I know.... We back onto a major city conservation area famous for its dog runs. There are large "on leash" and "off leash" areas and so we have no excuse -- except for weather! This past winter in the northeast was probably the snowiest in 20 years, and on some days the drifts could be 3-4 feet high before clearing by city crews. We had winter-long snowbanks, over 5 feet high, on our back patio. So not quite sure what doggies & owners can do on the blizzardy days --I'll have to ask my neighbours with retrievers and labs how they did their walk/run routine.


----------



## vivalour (Aug 4, 2008)

Guinness looks like a very laid-back guy -- and so cuddly!


----------



## cerralee (Aug 4, 2008)

He just has a "friend" look to him, this time of year I get the urge to own a dog, I don't know how my four munchkins would take to it but the added incentive of possible unconditional tail wagging has a certain appeal to it.

But the what do you do with them in the winter question has always kept me from getting a new four legged buddy.  My husband just had a fence put up on either side of the house to keep the "cats" in.  I wish someone would explain to him that fences don't keep cats in but he is a little bit hard-headed.  I think he  might actually have a dog in the back of his mind.

We ran across a couple walking a wheaten a few years back while on a trip and really liked the dog.  I remember how soft the coat was.  Once you get him shaved down I bet the coat comes back in soft and fluffy.  I shave a couple of my cats because they just get too furry and eventually matted to be able to work with.  They are always happy to be shaved and prance around.  

Good Luck with your new wheaten.


----------



## Patri (Aug 4, 2008)

He's got a nice smile. You can see him. How can he see you?


----------



## dmharris (Aug 4, 2008)

Patri said:


> He's got a nice smile. You can see him. How can he see you?


 

Hopefully a professional groomer will help his visability! He seems to manage just fine; it would drive me crazy to have all that hair in my eyes!  I keep pushing it back.  Do you think he'd look cute with barrettes?  :hysterical:


----------



## RDB (Aug 4, 2008)

Diane,

I, just now read this thread. Great looking dog... I sure am sorry we didn't swing over and meet him and the rest of you.

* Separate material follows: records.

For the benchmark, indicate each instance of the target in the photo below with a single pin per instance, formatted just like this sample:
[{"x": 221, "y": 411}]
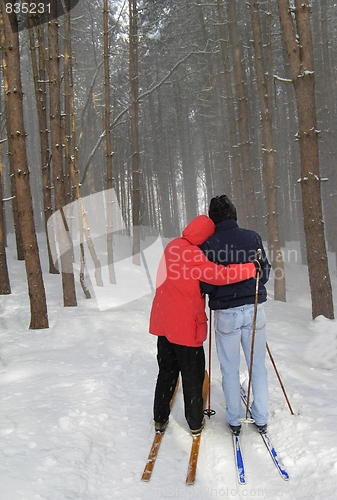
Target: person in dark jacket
[
  {"x": 234, "y": 312},
  {"x": 179, "y": 320}
]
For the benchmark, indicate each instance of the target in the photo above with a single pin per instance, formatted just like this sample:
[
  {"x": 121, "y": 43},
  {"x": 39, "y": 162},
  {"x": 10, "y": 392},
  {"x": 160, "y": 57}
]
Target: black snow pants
[{"x": 190, "y": 362}]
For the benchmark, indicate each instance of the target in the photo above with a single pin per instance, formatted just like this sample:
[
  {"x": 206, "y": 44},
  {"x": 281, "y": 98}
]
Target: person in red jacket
[{"x": 179, "y": 320}]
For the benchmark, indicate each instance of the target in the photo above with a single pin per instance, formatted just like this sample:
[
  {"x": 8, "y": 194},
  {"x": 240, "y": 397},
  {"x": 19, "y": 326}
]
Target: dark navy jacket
[{"x": 232, "y": 245}]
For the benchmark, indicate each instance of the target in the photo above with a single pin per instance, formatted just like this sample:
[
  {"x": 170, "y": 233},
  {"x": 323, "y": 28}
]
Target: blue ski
[
  {"x": 240, "y": 467},
  {"x": 273, "y": 453},
  {"x": 266, "y": 439}
]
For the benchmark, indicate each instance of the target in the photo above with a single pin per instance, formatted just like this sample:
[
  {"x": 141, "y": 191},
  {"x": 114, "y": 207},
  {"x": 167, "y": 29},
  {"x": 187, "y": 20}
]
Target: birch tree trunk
[
  {"x": 235, "y": 157},
  {"x": 134, "y": 85},
  {"x": 297, "y": 34},
  {"x": 110, "y": 181},
  {"x": 5, "y": 287},
  {"x": 38, "y": 57},
  {"x": 16, "y": 133},
  {"x": 269, "y": 169},
  {"x": 68, "y": 284},
  {"x": 243, "y": 114}
]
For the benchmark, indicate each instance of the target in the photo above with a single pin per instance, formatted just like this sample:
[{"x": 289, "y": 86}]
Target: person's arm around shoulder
[{"x": 216, "y": 274}]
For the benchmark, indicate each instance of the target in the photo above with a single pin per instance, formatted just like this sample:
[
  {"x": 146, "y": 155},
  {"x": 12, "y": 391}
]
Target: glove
[{"x": 258, "y": 261}]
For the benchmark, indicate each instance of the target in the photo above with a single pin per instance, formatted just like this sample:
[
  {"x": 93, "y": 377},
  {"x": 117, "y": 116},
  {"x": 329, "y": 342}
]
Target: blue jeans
[{"x": 234, "y": 327}]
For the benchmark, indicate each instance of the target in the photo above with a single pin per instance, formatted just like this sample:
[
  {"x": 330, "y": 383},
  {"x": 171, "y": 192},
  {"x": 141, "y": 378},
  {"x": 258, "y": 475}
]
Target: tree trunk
[
  {"x": 110, "y": 181},
  {"x": 297, "y": 34},
  {"x": 330, "y": 212},
  {"x": 235, "y": 157},
  {"x": 68, "y": 284},
  {"x": 17, "y": 143},
  {"x": 15, "y": 208},
  {"x": 39, "y": 77},
  {"x": 134, "y": 85},
  {"x": 5, "y": 287},
  {"x": 243, "y": 114},
  {"x": 269, "y": 173}
]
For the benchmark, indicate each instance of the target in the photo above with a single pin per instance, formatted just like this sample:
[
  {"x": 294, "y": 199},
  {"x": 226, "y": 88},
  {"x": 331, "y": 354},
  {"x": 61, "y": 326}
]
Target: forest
[{"x": 168, "y": 104}]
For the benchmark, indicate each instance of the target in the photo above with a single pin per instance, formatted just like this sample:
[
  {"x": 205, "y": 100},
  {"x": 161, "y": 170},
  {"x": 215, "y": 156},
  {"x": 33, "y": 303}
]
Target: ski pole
[
  {"x": 208, "y": 411},
  {"x": 253, "y": 335},
  {"x": 279, "y": 379}
]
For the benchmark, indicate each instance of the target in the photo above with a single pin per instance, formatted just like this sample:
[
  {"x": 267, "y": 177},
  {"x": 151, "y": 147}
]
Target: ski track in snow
[{"x": 76, "y": 405}]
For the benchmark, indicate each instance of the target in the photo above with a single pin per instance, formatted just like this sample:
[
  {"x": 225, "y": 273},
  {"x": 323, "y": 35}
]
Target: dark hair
[{"x": 221, "y": 208}]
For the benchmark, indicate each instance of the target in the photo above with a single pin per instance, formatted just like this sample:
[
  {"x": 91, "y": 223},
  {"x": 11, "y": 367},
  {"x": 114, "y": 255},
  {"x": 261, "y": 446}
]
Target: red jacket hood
[{"x": 199, "y": 229}]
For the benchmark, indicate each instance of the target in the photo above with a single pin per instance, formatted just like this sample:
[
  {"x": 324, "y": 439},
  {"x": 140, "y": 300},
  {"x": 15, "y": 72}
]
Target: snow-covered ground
[{"x": 76, "y": 404}]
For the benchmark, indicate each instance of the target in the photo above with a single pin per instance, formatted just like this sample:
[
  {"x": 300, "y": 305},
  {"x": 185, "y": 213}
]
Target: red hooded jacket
[{"x": 178, "y": 308}]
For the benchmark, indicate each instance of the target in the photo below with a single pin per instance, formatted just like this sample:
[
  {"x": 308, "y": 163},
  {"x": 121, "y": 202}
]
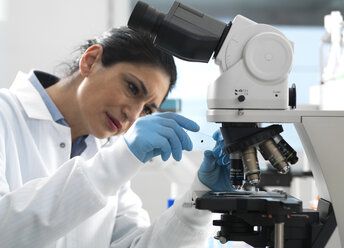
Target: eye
[
  {"x": 132, "y": 87},
  {"x": 147, "y": 111}
]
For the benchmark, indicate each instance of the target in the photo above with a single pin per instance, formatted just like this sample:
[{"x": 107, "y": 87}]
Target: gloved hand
[
  {"x": 160, "y": 134},
  {"x": 215, "y": 168}
]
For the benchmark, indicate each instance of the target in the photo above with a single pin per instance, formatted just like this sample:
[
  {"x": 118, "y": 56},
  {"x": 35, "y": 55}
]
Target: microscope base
[{"x": 255, "y": 217}]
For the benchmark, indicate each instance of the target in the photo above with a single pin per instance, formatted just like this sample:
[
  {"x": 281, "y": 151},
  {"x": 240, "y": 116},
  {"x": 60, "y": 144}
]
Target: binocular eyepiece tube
[{"x": 183, "y": 32}]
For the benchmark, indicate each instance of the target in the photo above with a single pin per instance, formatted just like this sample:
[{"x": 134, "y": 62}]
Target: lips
[{"x": 114, "y": 124}]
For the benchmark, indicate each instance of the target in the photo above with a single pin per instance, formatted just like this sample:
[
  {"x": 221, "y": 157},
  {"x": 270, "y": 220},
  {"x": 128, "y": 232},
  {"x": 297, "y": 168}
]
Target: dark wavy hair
[{"x": 126, "y": 45}]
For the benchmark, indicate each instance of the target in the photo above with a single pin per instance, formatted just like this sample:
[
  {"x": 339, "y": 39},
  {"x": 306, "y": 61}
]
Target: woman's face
[{"x": 110, "y": 99}]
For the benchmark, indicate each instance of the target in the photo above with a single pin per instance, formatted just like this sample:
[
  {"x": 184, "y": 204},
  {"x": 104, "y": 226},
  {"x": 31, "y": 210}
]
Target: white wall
[{"x": 42, "y": 34}]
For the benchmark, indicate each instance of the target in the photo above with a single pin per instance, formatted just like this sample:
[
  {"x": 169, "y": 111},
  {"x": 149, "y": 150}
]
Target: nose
[{"x": 133, "y": 111}]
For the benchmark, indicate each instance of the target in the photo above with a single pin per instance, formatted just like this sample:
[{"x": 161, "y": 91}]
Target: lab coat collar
[
  {"x": 30, "y": 98},
  {"x": 35, "y": 107}
]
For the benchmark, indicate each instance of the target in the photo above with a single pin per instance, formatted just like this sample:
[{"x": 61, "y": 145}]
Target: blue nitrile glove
[
  {"x": 160, "y": 134},
  {"x": 215, "y": 168}
]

Maybe it will work out for our return trip.


----------



## dmharris (Aug 4, 2008)

Hi Robert,

Yeah, we've been BUSY!  Do try to connect on the way back home!


----------



## Jestjoan (Aug 5, 2008)

He looks great. Have fun. I'm jealous. Now I can see why you drove so far.

I'm still working on getting my dog brought about from a TUG thread about a lost greyhound.

We are going to be putting up a deer/dog fence. The main obstacle is still the CAT. We want either a Borzoi or a Silken Windhound and they are sight hounds who will probably go after any little thing that moves.

Our cat went right up to our neighbors previous and present collie! Perhaps, the collies have been raised with cats.......For a long time I had thought that the cat had belonged to those neighbors before he found us.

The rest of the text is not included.